七大罪
また遅れてしまいました、本当に反省しています。
一方ルアン達が魔力操作の練習をしている同時刻。
「ちっ、怠惰と嫉妬が来ましたねぇ、正直あの二匹今すぐにでもひねり殺したいですけどダメですかぁ?」
「ダメに決まってるじゃないですか」
円卓の一席に座るベルゼブブが不快そうに言うとすぐさま否定の声が上がる。
「はぁ、流石に貴女が言うことでも許容できなくなってきますよぉ?」
「その時は情け容赦なく殺します」
膨大な殺意と魔力を乗せた威圧にベルゼブブは舌を出し馬鹿にしたような笑みを浮かべると席の隣にある山のような骨を一つ口に入れバリボリと咀嚼する。

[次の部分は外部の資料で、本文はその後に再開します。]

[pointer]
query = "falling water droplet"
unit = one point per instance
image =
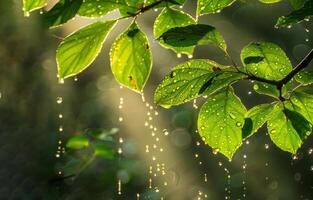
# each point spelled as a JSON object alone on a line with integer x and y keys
{"x": 59, "y": 100}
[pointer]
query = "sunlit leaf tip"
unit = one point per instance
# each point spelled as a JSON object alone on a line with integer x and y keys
{"x": 77, "y": 51}
{"x": 31, "y": 5}
{"x": 131, "y": 59}
{"x": 220, "y": 122}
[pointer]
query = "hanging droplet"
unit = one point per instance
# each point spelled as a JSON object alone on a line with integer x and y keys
{"x": 59, "y": 100}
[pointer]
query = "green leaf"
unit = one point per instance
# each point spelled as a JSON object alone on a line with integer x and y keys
{"x": 302, "y": 103}
{"x": 212, "y": 6}
{"x": 96, "y": 8}
{"x": 63, "y": 11}
{"x": 77, "y": 51}
{"x": 220, "y": 121}
{"x": 270, "y": 1}
{"x": 191, "y": 35}
{"x": 171, "y": 18}
{"x": 266, "y": 60}
{"x": 258, "y": 116}
{"x": 296, "y": 16}
{"x": 131, "y": 59}
{"x": 101, "y": 150}
{"x": 132, "y": 7}
{"x": 266, "y": 89}
{"x": 296, "y": 4}
{"x": 77, "y": 142}
{"x": 192, "y": 79}
{"x": 287, "y": 128}
{"x": 304, "y": 77}
{"x": 31, "y": 5}
{"x": 166, "y": 2}
{"x": 271, "y": 90}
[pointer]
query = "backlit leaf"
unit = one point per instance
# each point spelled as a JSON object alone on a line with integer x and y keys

「七罪王にしては怠惰は些か力不足だな。新たな適性のある者に切り替えた方が為になると思うが」
「アモン?あの子の代わりなんていないしなにかしよう物ならぶち殺すよ?」
「何故ルシファーはあの雑魚に肩入れをするのですかぁ?」
どこか気だるそうにベルゼブブがルシファーへ問いかけるとルシファーの口が三日月のように吊り上がり━━
━━「私の計画に必要なだけです、それ以上でも以下でもありません」
ルシファーはそう言うと手に持った何かに視線を向けニタニタとし始める。
「そうだアモンさん、神聖悪魔計画はどうなったんですかぁ?」
「む、あれは途中までは上手くいっていたのだがアテナなる神に邪魔をされやむ無く中止となった」
「あんだけ意気込んでたのに百年もしないで中止とか出さすぎますねぇ」
ベルゼブブの一言にアモンの顔は苦虫を噛み潰したように顔を歪ませる。
「五月蝿い、作曲が進まないじゃないか。そろそろそのノイズを出すのをやめてくれないかな」
「お前こそ人間を楽器に曲を弾くなんてつまらない事やめたらいんじゃないんですかぁ?」
『ピアニッシモ』
「ぐっ、やる気だってんなら受けてたちますよぉ?」
ベルゼブブが足に力を入れ飛び込もうとしたその時
『フォルテッシモ』
作曲家の悪魔がそう唱えた次の瞬間、ベルゼブブが足に溜めていた力が爆発的に増幅し音速で作曲家の悪魔の横を通り過ぎ壁と激突する。
「はぁ、全く学ばないね、これだから曲の良さがわからないんだ」
作曲家の悪魔が溜息を一つ吐くと唐突に曲を奏で始める。
「やぁ、初めまして怠惰さん」
その作曲家の悪魔の視線の先には一人の青年と嫉妬の竜レヴィアタンが立っていた。